Tennessee can charge people for crimes they didn’t commit, advocates want reform

Tennessee can charge people for crimes they didn’t commit, advocates want reform

In 2001, Shawn Hatcher was arrested and later sentenced to life in prison for murder. Prosecutors used a Tennessee law to charge him with a crime he says his brother committed. He was 17 years old.

The concept of criminal responsibility for conduct of another isn’t particularly new or unheard of. It’s been a part of American common law – the sets of laws inherited from past judicial decisions – since at least the 19th century. And it’s been an official part of Tennessee’s state code for decades.

“[It was] a law which I wasn’t aware of at the time,” Hatcher said. “I was a child. I didn’t even have a GED, I hadn’t even graduated high school. So I was ignorant to that.”

Criminal justice reform groups are mobilizing to challenge the law, saying it unfairly affects minority groups and young people, such as Hatcher.

Theeda Murphy is the director of Abolition Works TN, a criminal justice reform group that has helped introduce legislation in the Tennessee General Assembly that would eliminate criminal responsibility provisions from state law.

“It has been used to draw in anybody who is even just tangentially related to the incident, or to the person who did it,” Murphy said. “It’s used to rope in a whole bunch of people that the prosecutors just feel should not be on the street so they can connect you to this person and what they did, even by sometimes very thin evidence.”

Prosecutors argue the law is helpful for securing convictions and keeping criminals behind bars.

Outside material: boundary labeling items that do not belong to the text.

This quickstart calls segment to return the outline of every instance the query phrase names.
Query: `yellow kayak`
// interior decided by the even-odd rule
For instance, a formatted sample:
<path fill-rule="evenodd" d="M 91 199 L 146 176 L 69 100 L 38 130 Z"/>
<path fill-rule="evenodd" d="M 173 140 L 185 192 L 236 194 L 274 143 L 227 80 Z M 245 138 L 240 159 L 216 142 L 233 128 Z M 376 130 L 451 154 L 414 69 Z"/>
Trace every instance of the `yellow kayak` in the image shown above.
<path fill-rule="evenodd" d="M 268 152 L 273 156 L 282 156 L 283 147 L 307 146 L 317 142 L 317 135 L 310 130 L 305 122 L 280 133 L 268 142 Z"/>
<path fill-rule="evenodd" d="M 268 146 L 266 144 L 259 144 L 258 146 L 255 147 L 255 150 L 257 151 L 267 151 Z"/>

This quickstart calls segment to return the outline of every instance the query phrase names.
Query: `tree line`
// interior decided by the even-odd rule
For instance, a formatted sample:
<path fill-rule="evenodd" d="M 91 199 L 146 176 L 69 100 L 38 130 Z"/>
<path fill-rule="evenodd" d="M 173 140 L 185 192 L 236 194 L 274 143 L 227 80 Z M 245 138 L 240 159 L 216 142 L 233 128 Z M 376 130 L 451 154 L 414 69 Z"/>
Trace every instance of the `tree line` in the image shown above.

Tennessee District Attorneys General Conference Executive Director Stephen Crump spoke at a legislative panel reviewing the bill in March.

“If you go somewhere to rob somebody, and as a result of that, somebody gets murdered, you are guilty of murder,” Crump said before the panel. “You are attempting and assisting and helping that person commit the underlying crime, and if it results in someone’s death, you shouldn’t get a pass.”

The bill’s sponsors, state Sen. Raumesh Akbari and Rep. Jesse Chism, both Democrats of Shelby County, deferred the bill to next year to make time for summer study and discussion among lawmakers before bringing it to a full vote.

But the conversation surrounding criminal responsibility isn’t over. For some, it’s just getting started.